For sex, “bio men” (biological men) are considered “privileged,” intersex and transsexual individuals are considered to be “border,” or between privileged and oppressed, and biological women are “targeted.” The fifth column, in this case containing “sexism,” designates the term participants can use to identify instances of discrimination related to each particular social identity.
Another row, this one for age and the corresponding discrimination of “ageism/adultism,” labels adults as “privileged,” young adults as “border,” and elders and young people as “targeted.” “Intersex people” appears in the “border” category for sex, but the “targeted” category for gender.
The reasoning behind the classifications is not made clear in the slideshow, and neither of the facilitators responded to Campus Reform’s requests for clarification.
For example, white people fall under the “privileged” category but Asians are inserted in the “targeted” cell, despite the fact that Asian households outearn white ones in America.
Myers and Ogino next define “interpersonal racism,” “internalized racism,” and “institutional racism.”
The latter two terms are defined to show whites exclusively occupying the role of oppressors, with “internalized racism” being defined as feeling one’s “race or culture is bad or at least not as good as the White culture and race” and “institutional racism” consisting of “the laws and practices that institutions create in order to benefit White people at the expense of people of color.”

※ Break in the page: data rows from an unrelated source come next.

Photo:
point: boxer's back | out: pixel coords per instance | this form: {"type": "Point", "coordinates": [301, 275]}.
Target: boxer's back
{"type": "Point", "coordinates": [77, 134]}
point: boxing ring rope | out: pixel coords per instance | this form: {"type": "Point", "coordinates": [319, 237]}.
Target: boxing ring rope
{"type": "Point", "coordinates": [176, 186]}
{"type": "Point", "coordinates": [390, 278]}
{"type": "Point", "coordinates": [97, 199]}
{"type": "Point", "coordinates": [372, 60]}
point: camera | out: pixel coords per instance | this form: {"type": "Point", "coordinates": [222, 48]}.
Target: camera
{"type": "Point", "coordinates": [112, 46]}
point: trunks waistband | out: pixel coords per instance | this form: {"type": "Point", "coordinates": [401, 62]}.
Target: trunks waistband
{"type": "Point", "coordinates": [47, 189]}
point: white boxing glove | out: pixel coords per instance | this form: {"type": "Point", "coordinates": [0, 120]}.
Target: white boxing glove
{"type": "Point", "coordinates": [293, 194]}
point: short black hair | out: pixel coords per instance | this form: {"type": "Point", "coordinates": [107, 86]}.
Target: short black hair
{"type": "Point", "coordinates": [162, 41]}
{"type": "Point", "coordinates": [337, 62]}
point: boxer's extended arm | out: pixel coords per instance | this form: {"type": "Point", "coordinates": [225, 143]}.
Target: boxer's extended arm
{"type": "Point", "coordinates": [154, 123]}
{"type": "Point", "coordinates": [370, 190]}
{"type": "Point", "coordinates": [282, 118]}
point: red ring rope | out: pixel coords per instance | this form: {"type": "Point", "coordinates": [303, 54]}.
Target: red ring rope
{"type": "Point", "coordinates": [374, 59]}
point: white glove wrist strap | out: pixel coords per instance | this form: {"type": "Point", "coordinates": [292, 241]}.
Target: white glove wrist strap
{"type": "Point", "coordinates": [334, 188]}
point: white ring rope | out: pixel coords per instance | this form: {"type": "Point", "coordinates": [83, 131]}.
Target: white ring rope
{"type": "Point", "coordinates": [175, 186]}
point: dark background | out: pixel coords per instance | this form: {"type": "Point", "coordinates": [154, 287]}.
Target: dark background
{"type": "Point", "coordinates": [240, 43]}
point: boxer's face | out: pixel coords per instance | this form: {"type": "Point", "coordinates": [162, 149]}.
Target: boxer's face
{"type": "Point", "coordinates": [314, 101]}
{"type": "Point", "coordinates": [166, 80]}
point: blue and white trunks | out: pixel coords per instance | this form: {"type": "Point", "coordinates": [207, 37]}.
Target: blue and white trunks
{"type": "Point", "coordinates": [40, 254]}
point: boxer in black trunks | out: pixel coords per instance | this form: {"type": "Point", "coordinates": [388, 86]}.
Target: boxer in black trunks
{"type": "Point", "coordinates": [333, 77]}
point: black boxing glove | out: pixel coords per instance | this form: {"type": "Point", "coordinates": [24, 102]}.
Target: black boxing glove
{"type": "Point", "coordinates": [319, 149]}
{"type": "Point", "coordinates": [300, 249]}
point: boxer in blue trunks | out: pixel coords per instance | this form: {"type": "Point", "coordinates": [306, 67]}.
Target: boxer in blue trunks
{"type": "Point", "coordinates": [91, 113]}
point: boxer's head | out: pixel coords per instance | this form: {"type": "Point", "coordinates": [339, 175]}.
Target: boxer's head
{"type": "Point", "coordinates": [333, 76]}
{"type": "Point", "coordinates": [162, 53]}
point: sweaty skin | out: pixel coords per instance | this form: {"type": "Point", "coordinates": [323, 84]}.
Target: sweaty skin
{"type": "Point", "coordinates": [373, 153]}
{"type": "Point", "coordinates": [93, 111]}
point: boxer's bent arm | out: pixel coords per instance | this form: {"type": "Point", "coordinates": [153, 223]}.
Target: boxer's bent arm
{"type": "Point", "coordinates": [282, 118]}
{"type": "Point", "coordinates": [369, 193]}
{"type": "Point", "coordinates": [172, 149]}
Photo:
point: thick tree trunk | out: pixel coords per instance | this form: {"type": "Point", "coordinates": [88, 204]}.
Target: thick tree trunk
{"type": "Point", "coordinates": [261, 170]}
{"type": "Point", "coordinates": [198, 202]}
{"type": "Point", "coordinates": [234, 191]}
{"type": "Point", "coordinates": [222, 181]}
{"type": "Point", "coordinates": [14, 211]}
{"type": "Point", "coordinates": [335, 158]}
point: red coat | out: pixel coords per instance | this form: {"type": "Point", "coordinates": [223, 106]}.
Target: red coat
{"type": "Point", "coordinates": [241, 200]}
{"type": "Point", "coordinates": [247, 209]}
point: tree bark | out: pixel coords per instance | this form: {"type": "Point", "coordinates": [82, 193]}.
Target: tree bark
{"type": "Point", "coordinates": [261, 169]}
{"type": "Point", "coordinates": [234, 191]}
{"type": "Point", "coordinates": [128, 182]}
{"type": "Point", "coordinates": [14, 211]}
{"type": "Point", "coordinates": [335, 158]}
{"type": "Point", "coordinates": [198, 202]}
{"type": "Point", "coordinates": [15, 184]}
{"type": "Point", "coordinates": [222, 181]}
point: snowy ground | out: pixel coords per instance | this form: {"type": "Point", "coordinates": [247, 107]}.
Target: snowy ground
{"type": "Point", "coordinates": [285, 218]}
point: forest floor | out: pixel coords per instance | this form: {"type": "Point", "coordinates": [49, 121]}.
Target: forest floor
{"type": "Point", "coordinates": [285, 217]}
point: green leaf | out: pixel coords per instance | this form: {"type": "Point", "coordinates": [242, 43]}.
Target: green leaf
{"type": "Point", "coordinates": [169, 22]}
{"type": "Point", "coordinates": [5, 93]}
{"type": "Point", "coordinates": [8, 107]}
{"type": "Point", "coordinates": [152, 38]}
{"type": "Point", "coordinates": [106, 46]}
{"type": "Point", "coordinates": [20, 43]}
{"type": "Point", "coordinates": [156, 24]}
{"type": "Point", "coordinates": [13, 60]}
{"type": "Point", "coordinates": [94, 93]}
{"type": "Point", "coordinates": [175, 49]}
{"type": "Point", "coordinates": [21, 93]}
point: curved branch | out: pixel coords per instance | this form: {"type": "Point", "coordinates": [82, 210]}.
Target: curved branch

Another graph labeled “Cycle of Oppression” illustrates how stereotypes lead to prejudice, which causes discrimination, followed by institutionalization, and finally internalization.
Scripps gives an example of this cycle in action by suggesting that the stereotype that women do not excel at math and science leads employers to avoid hiring women for related jobs, leading to a disparity in which women only comprise 18 percent of college engineering students despite two-thirds of 4th grade girls reporting that they like math and science.
The presentation then distinguishes between three kinds of microaggressions—“microinsults,” “microassaults,” and “microinvalidations”—a system that is frequently used by microaggressions researchers to classify degrees of offense.
[RELATED: Law prof: microaggressions can be evidence of discrimination]
Campus Reform reached out to both Myers and Ogino, but neither had responded in time for publication.